Psalm 15:1-5 offers more detail about the type of person who dwells in God’s presence. In the first verse, David asked, “Who shall abide in thy tabernacle?” and “Who shall dwell in thy holy hill?” Then he listed several attributes that describe one who has met God’s entry criteria, including the following.
“He that walketh uprightly, and worketh righteousness, and speaketh the truth in his heart” (verse 2). When we become Christians, we begin to walk with God. An upright path may require closing off certain associations or avenues. As we spend time in prayer, submitting to His will, His Spirit gives us guidance to walk uprightly in our actions and strength to take a stand for the Truth.
Before I was saved, I was a troublemaker aspiring to be a career politician. I had a bad reputation, but when the Lord saved me, He helped me to walk uprightly.
“He that backbiteth not with his tongue, nor doeth evil to his neighbour, nor taketh up a reproach against his neighbour” (verse 3). Jesus commanded us, “Love thy neighbour as thyself” (Mark 12:31), and He explained that our neighbor is our fellowman. We must take care that our words and actions do not intentionally harm another. When our priority is to see the salvation of souls, we will put others first.

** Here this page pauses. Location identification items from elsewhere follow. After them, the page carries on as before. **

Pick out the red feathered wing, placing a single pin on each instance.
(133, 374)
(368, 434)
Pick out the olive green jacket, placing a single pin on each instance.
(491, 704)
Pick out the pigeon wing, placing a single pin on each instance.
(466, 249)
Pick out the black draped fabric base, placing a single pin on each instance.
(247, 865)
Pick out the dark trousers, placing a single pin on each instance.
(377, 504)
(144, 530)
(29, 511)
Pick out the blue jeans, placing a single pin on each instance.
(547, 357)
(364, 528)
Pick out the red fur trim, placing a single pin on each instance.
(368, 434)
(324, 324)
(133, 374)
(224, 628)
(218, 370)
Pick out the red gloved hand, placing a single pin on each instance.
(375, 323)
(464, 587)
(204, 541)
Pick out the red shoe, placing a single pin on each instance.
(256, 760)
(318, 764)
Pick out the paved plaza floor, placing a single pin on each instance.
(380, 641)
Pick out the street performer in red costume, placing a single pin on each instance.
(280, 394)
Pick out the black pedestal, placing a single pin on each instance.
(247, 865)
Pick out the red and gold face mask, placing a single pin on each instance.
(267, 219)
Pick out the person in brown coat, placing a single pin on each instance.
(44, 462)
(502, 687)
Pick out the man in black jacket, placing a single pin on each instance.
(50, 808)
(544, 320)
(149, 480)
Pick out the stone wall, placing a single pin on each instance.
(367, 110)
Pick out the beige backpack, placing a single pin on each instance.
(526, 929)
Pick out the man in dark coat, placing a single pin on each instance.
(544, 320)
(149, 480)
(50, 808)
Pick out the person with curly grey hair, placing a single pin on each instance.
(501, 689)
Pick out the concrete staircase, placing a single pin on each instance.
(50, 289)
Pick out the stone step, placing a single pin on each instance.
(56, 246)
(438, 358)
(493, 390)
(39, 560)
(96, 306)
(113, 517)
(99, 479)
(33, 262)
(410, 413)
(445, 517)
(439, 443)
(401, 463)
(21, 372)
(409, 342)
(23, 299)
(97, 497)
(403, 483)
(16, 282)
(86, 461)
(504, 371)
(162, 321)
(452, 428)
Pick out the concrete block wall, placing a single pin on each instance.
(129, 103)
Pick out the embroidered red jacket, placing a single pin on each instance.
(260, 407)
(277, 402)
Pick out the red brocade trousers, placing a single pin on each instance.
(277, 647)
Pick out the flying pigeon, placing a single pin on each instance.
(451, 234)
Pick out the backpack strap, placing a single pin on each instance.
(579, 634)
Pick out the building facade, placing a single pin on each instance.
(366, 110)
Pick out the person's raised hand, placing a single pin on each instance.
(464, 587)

“In whose eyes a vile person is contemned; but he honoureth them that fear the LORD. . . .” (verse 4). We do not want to revere the ungodly or look to politicians, athletes, or celebrities for our role models. They will fail us because their first concern is for themselves. Instead, we should honor men of virtue and look for mentors among those who are devoted to God. When a person has a reputation for putting God first, then we can say, “I want to pattern my life after him.”
Others are watching how we conduct ourselves and are taking note. Our lives are epistles “known and read of all men” (2 Corinthians 3:2).
“. . . He that sweareth to his own hurt, and changeth not” (verse 4). The person who abides with God is one who keeps his word even when circumstances change. This could include honoring business deals, marriage vows, financial contracts, or employment obligations. When the outcome no longer favors us, the wisdom of this world is to say, “I’ve changed my mind. I’m not going to do it.” However, others are watching how we conduct ourselves and are taking note. Our lives are epistles “known and read of all men” (2 Corinthians 3:2). When we promise something, we need to stand by it.
“He that putteth not out his money to usury, nor taketh reward against the innocent” (verse 5). Are we trying to enrich ourselves at any cost or at the cost of others? Jesus taught that it is not possible to pursue both God and wealth. He said, “No man can serve two masters: for either he will hate the one, and love the other; or else he will hold to the one, and despise the other. Ye cannot serve God and mammon” (Matthew 6:24).
As we review David’s questions in Psalm 15 and 24 regarding who can expect to dwell in God’s presence, we must ask ourselves, “Do I meet the entry criteria?” If we are uncertain, we can pray, “Search me, O God, and know my heart: try me, and know my thoughts: and see if there be any wicked way in me, and lead me in the way everlasting” (Psalm 139:23-24). God’s requirements are not complicated, and He has given us the Holy Spirit to be our Guide. If we are prepared to listen and obey, the Blood of Jesus will cleanse our hands and purify our hearts of sin. We can be assured of abiding with God now and forever.